Ricerca medica interconnessa
Il lavoro è un esempio della stretta integrazione tra medicina clinica e ricerca molecolare di base all'Università di Marburgo. I ricercatori del Dipartimento di Otorinolaringoiatria e dell'Istituto di Fisiologia e Fisiopatologia lavorano a stretto contatto per comprendere le basi biologiche dell'udito e studiarne l'importanza per i disturbi uditivi. Questa collaborazione è integrata da una rete internazionale di partner, tra cui ricercatori della Harvard Medical School di Boston e dell'University College di Londra (UCL). "Questa collaborazione internazionale combina diverse prospettive scientifiche - dall'esperienza clinica alla biologia cellulare molecolare e ai modelli genetici - e consente di studiare in modo esaustivo i complessi meccanismi dell'udito", afferma il Prof.

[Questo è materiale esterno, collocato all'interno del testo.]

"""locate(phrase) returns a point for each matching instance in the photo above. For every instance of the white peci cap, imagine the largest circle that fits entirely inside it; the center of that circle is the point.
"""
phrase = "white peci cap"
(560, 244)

Reimann. La combinazione tra la ricerca interdisciplinare a Marburgo e la stretta collaborazione con i principali centri internazionali è stata un fattore decisivo per il successo del progetto. Lo studio è stato finanziato dalla Fondazione tedesca per la ricerca (DFG), dal British Medical Research Council e dal National Institutes of Health (USA).